Code Ann. 26-3006 sets forth as exceptions to the above rules the following: "Nothing in 26-3001 shall prohibit the interception, recording and divulging of a message sent by telephone, telegraph, letter or any other means or communication . . . in those instances wherein the message shall be initiated or instigated by a person and the message shall constitute the commission of a crime or is directly in the furtherance of a crime, provided at least one party thereto shall consent."

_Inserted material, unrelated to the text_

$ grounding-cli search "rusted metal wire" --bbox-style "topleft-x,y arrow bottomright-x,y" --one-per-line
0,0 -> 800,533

Appellant contends that the provisions of 26-3006 do not include face-to-face conversations, and that the use of the words "or other means of communication" in this section indicate other means similar to the means of "telephone, telegraph, [or] letter." We do not interpret this section to require any distinction between face-to-face conversation and those communications which are transmitted less directly. A careful review of these provisions of our law convinces us that face-to-face conversations were intended by the legislature to be included in the consent exceptions contained in 26-3006. The conversation recorded here was "in furtherance of a crime" and, as it was done with the consent of one of the parties, it met the requirement of the statute authorizing it to be done in a private place and may be used as evidence upon proof of its authenticity. See the concurring opinion of Judge Evans in Cross v. State, 128 Ga. App. 837
, 841 (198 SE2d 338
We have determined from our study of the record and briefs in this case that appellant's enumerations of error are without merit.

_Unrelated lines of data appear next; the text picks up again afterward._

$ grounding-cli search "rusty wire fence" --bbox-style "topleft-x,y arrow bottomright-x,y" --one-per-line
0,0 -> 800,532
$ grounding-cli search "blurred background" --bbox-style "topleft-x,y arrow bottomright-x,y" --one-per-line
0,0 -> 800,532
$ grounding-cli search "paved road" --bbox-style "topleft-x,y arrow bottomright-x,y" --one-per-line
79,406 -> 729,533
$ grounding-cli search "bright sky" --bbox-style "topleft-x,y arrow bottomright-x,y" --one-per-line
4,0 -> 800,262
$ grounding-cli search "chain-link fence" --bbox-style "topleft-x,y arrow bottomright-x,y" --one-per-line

INGRAM, Justice, dissenting. I respectfully dissent to Division I of the court's opinion and to the judgment affirming the overruling of the motion to suppress the evidence seized at the time of appellant's arrest.
These officers certainly had good probable cause to conclude that a crime had been committed and that the appellant should be arrested. However, I do not read the record to authorize a conclusion that the crime was committed "in the presence" of the officers. They were given the signal by Councilman Morgan, as he came out of appellant's office, that informed them the alleged bribe money had been accepted by appellant. But the officers did not see or hear the commission of the crime and they were not present in appellant's office when he allegedly accepted the bribe money.
The facts of this case do not bring it within any of the three exceptions from which the statute authorizes an arrest without a warrant. Therefore, I must stand with Chief Justice Bleckley's position in Thomas v. State, 91 Ga. 204, 206 (18 SE 305) that: "No one who properly appreciates the sacredness of personal liberty, and the jealousy of the law in guarding the same, can doubt that as a general rule the law requires a warrant in order to render an arrest legal, whether it be made by a policeman or any public officer. Only three exceptions to this rule are recognized by the Code. See Section 4723. The first is, where an offense is committed in the officer's presence; the second, where the offender is endeavoring to escape; and the third, where from other cause there is likely to be a failure of justice for want of an officer to issue a warrant. Where an arrest for a past offense is intended, and there is no present emergency, no want of time or opportunity for obtaining a warrant, why should a policeman be allowed to dispense with a warrant when other officers of the law could not? Any information as to the commission of an offense which would serve as a reasonable basis for making an arrest, would serve for suing out a warrant."
For additional authority, see Vlass v. McCrary, 60 Ga. App. 744 (5 SE2d 63)
; and Ronemous v. State, 87 Ga. App. 588
, 591 (74 SE2d 676
Since the appellant's arrest without a warrant was unlawful, it follows that the evidence seized incident to that arrest must be suppressed.